Reality TV hits new low with parade of 'the ugly ducklings'
By her own admission, Rachel L from Washington state is plain and not exactly overflowing with self-esteem. "She's a little average," says her husband Mike, less than reassuringly, "but I'm more than happy with that."
Right. Clearly he is not happy enough to have stopped Rachel signing up for US television's latest reality show, which arguably pushes the genre to a new nadir of tastelessness and ethical questionability.
On The Swan, which to be shown on Rupert Murdoch's Fox network on 17 April, women with spotty faces, buck teeth, stretch marks, double chins and flabby thighs - "ugly ducklings", in the show's parlance - undergo a rigorous process of transformation through psychotherapy, physical training and head-to-toe cosmetic surgery. "Total facial reinvention," one of the show's specialist doctors calls his particular job.
And that's not all. For three months after they go under the knife, they are not allowed to look in the mirror to see what they have become. Then, with barely a pause to take in their new selves - the so-called "reveal moment" - they are entered in a beauty contest against each other so their carefully resurrected self-esteem can be demolished in an every-girl-for-herself catfight.
This show has got even the most unshockable television critics wondering if they have now, finally, hit their limit.

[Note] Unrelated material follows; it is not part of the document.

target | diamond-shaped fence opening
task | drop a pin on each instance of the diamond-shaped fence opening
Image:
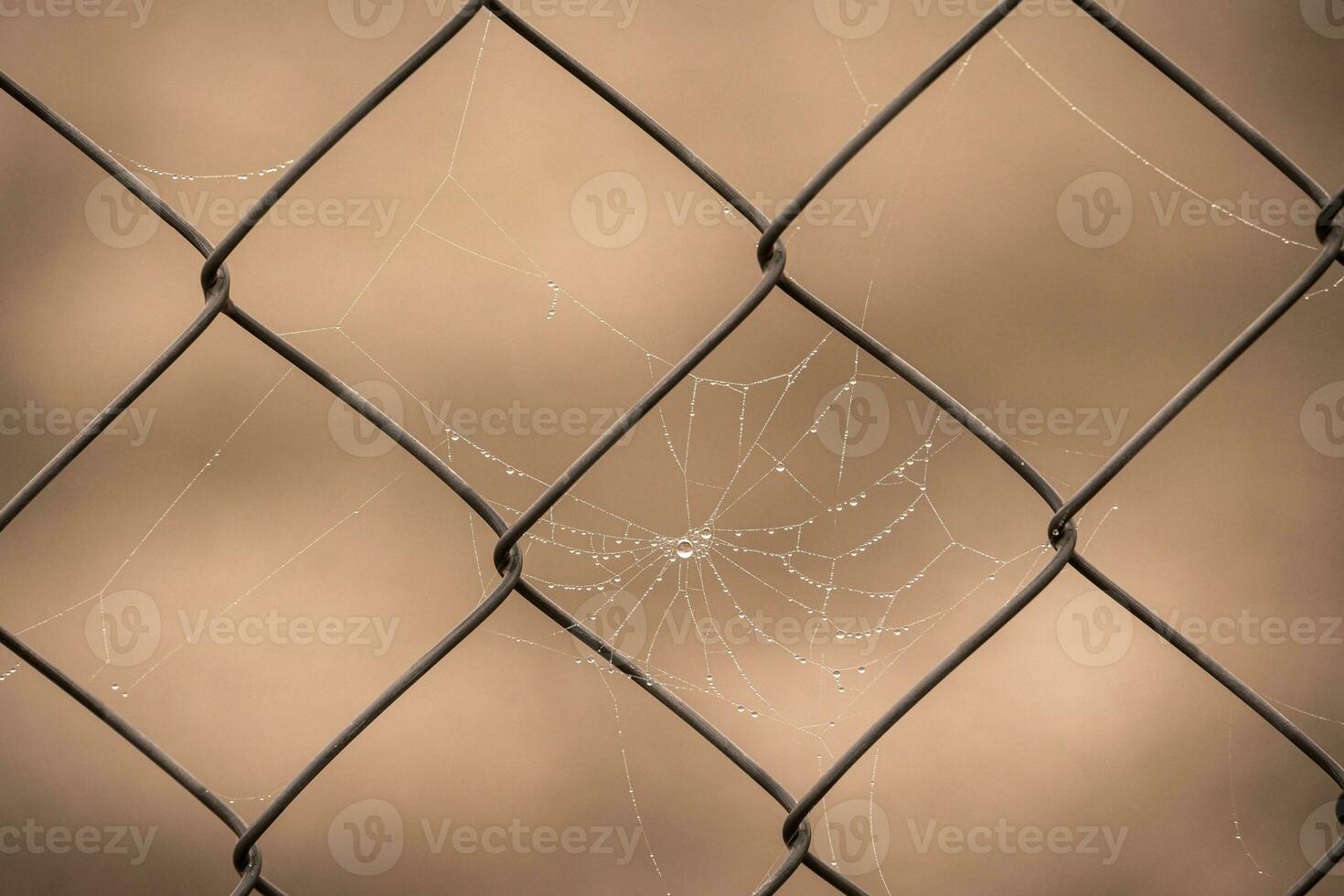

It is even a stretch for Fox, the network that thought up Celebrity Boxing (Tonya Harding punching it out with Paula Jones), The Chamber (humiliations falling just short of torture) and Who Wants To Marry a Multi-Millionaire? (svelte nurse from Los Angeles marries man she has only just clapped eyes on because the producers ask her to).
As Tim Goodman of the San Francisco Chronicle wrote last week: "Whenever a reality television series is so repulsive in its premise or execution that normally wise people believe that we, as a society, have hit bottom, there's only one thing to say in response.... Wait for it. Something far worse is around the corner."
Plastic surgery is becoming a trend in reality programming. An ABC show called Extreme Makeover kicked off the fad last year. And now MTV has I Want a Famous Face, in which young people have their bodies reworked so they can look like their favourite celebrity.